La cocina es grande, tanto como para que este grupo variopinto que se arma al caer la tarde, una vez a la semana, se arremoline en torno de algún fuego, o se disgregue, cuando llega la orden, y reagrupe alrededor de tablas, cuchillos, zanahorias, cebollas. De a dos en dos, de a tres, de a uno: la función manda. En un rato, todo sin una mínima duda. O mejor dicho: entre chistes. Porque aquí no se conocía nadie hasta hace algunas semanas, pero ahora alcanza entrar en la cocina para llevarse la impresión de que esta docena de amigos lleva años entre ollas, sartenes y especias. “Fijate vos después la sal que ponés”, advierte Betty a la saladora oficial del momento, mientras alguien más explica a la cronista, más por chicanear que por compartir información: “Ella no puede comer sal”. El dedito apunta a Elsa –quien después contará que es hija “de madre y padre armenios”, que “mi vieja sobrevivió al genocidio. 101 años, imaginate”–, que en cuanto se percata contraataca: “Veinte pastillas me voy a tener que tomar hoy. La presión”. “Bueno, pero es sal natural”. “¡El sudor de tu frente!”
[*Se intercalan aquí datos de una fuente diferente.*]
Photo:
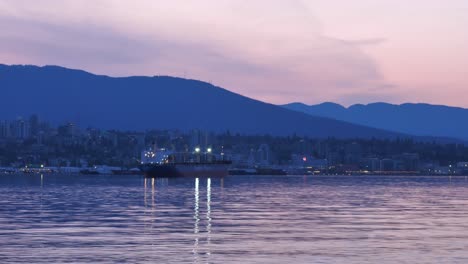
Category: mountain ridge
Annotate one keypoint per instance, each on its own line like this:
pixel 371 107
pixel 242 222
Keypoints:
pixel 156 102
pixel 411 118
“El 90 por ciento (de quienes vienen) quiere aprender y distraerse”, cuenta Diego, el hijo de Beatriz y alma pater, por así decir, de Dibet, la firma que organiza los cursos de cocina como parte de las actividades de una revista homónima que lleva catorce años, es pionera en la comunidad armenia y tiene algunas publicaciones gastronómicas. Los cursos llevan ya nueve años tomando prestadas hornallas y mesadas y hornos del Colegio Mekhitarista, una institución armenia en un edificio adorable de Belgrano R que, como la comida, es una historia de familia que se comparte: allí estudió Diego, allí estudian sus hijos, allí enseña a cocinar, como actividad extracurricular a armenios y no armenios, su madre. (Allí, también, cada viernes funciona un restaurante muy particular en el comedor: chicas y chicos atienden las mesas, padres y madres cocinan; así recaudan fondos para su viaje de fin de curso.)
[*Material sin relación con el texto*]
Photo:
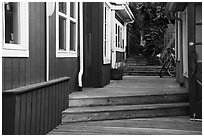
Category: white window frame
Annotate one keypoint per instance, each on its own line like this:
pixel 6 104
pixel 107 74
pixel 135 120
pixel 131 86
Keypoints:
pixel 67 52
pixel 21 49
pixel 107 38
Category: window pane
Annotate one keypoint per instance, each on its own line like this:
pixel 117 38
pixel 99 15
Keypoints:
pixel 73 9
pixel 198 33
pixel 12 22
pixel 63 7
pixel 118 36
pixel 72 36
pixel 198 13
pixel 62 33
pixel 199 52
“De boca en boca se conoció. Siempre a alguien le interesa o probó o le dijeron que era rica la comida armenia. Alguien hizo este curso y lo recomienda. Y la gente va viniendo.” El estudio de mercado informal que resume Diego da cuenta, también, de que con Internet (www.cursococinaarmenia.com.ar) registró cierto estallido: “Es como que cualquiera puede, buscando un poco, acceder a la información, llamar, preguntar. Y terminan viniendo”.

Hoy toca kefté (carne macerada con trigo y limón), puerros en aceite, shamalí (un postre de sémola): un menú completo. Entre tanto, Mauro, el abogado que antes de éste hizo un curso de cocina japonesa y antes otros tantos, advierte que no hay como este hobbie: “Venís y te olvidás de todo. Te de-senganchás”. Fernando, que en la semana se dedica a sistemas, completa el menú descongelando en el microondas la tarea que le había encomendado Betty: una musaka hecha en su casa y que toda la clase evaluará. Porque el cierre, aun cuando queden porciones para que cada uno se lleve, es la degustación colectiva: abogados, analistas de sistemas, docentes, chefs (en tren de ampliar repertorios), cenan juntos esa noche, en esa suerte de mesa organizada por una afinidad colectiva azarosa. Antes, casi todos sacan los celulares y arremeten: hay que inmortalizar el plato en una foto. Cuando llegan a sus casas, ¿les piden que cocinen lo que acaban de aprender? “Sí, pero que esperen.”